腎臓病治療をしっかり行い腎不全を回避!

腎不全の症状は?

腎不全は、急性腎臓病で発症するタイプと慢性腎臓病で発症するタイプとがありますが、一般に腎不全と呼ぶケースは、慢性腎臓病で発症するタイプの腎不全を指します。慢性腎臓病とは、蛋白尿や血尿などに代表される尿の異常や腎臓の病変が見られる、さらには腎機能が著しく低下した状態が少なくとも3か月以上継続したケースを指します。

腎不全は、慢性腎臓病の中でも末期的な疾患であると一般的には認識され、治療も非常に困難な場合が多く、既存の腎機能に頼るのではなく、いわゆる人工透析治療などを行うことがあります。腎不全で見られる典型的な症状は、むくみ、高血圧、胸に水がたまる肺水腫などです。
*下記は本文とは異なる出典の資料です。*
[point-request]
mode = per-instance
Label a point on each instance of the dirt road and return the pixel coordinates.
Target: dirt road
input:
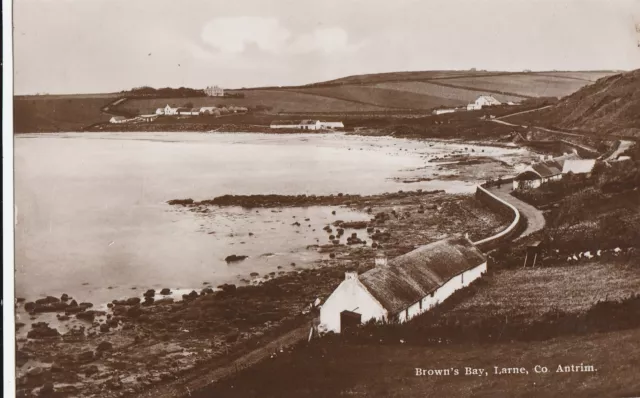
(535, 217)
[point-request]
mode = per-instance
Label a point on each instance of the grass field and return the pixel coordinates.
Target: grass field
(383, 97)
(278, 101)
(59, 113)
(376, 370)
(381, 362)
(460, 95)
(539, 290)
(531, 85)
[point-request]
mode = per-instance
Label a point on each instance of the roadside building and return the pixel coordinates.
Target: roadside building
(310, 125)
(147, 118)
(543, 172)
(167, 111)
(188, 112)
(214, 91)
(306, 125)
(578, 166)
(404, 287)
(442, 111)
(285, 124)
(482, 101)
(208, 110)
(118, 119)
(331, 125)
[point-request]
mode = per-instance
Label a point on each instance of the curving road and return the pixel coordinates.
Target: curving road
(535, 217)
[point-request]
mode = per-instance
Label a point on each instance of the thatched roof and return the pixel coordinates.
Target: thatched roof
(412, 276)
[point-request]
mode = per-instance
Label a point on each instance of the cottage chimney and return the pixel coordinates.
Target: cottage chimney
(381, 260)
(350, 275)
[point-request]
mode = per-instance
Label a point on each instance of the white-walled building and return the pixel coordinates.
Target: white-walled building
(578, 166)
(167, 110)
(542, 172)
(208, 110)
(118, 119)
(331, 125)
(406, 286)
(442, 111)
(306, 125)
(214, 91)
(481, 101)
また、身体に酸がたまるアシドーシス、さらには腎臓病の多くで見られる高カリウム血症や高リン血症、重篤化した際には排泄器能障害の尿毒症、尿毒症による食欲低下、不快感、意識障害、貧血など、そして低カルシウム血症、骨量や骨密度の低下などが見られます。

場合によっては、これらがまとめて起こるのが腎不全の怖いところです。特に、骨に異常が見られると、動くに動けなくなってしまう厳しさがあります。また、尿毒症ではことばで表現する以上に強い不快感を伴います。

腎機能の低下とこれに伴う症状

腎不全は、特に慢性腎臓病の典型的症状ではありますが、どのくらい腎機能が低下したときを腎不全と呼ぶのかという明確な定義はありません。広義でいえば、1%でも腎機能が低下していれば、1%の腎不全が起こっているということにもなります。
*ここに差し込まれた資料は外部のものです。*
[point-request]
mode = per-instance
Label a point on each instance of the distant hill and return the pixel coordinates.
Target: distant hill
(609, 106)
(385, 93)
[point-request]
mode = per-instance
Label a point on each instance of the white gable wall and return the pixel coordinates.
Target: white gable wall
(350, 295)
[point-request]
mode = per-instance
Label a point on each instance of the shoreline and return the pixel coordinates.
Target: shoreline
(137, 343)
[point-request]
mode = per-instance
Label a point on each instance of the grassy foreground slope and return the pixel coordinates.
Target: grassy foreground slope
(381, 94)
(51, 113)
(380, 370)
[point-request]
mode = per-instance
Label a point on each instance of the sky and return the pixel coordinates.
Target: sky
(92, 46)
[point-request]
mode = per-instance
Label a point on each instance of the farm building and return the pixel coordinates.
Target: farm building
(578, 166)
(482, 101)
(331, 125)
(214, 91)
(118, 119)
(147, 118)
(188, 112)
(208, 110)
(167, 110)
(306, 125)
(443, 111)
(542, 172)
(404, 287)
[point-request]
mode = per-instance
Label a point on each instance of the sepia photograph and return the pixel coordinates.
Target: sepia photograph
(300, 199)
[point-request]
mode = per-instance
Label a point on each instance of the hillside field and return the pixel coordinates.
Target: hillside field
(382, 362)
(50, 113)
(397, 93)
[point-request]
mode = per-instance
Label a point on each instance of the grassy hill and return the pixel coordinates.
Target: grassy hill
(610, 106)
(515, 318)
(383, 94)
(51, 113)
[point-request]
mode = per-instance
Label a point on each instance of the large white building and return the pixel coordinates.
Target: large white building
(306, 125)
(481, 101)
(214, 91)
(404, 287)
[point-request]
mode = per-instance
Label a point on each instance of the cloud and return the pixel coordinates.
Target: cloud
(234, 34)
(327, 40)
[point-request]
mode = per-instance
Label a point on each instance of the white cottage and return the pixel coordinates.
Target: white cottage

しかし1%の腎機能低下であれば、たとえ腎不全であったとしても、明確な症状として不調や不快を自覚することはありません。1%どころか、30~40%くらいまでは機能低下による自覚症状が現れないとされるのが腎不全です。これは非常に怖いことです。

ただし、蛋白尿や血尿、高血圧などの症状がみられることもありますので、これらの異常が見られたら、直ちに専門医に相談したほうがよいといえます。

30~60%程度まで腎機能が低下すると、むくみとクレアチニン値の上昇がみられます。この状況の腎不全では、すでに治療がスタートしていなければならず、腎不全進行抑制治療が施されるべき段階です。

腎機能が15~30%程度になると、上記異常に加え、異常なレベルで疲れやすくなります。その原因は貧血やカルシウム低下にあります。このあたりからは、徐々に人工透析の知識を得る段階といえます。また、腎不全による合併症の抑制治療をスタートする必要があります。

腎機能が15%を下回ると、これは末期腎不全と呼ばれる危機的状況で、すぐにでも人工透析の準備が必要になる段階です。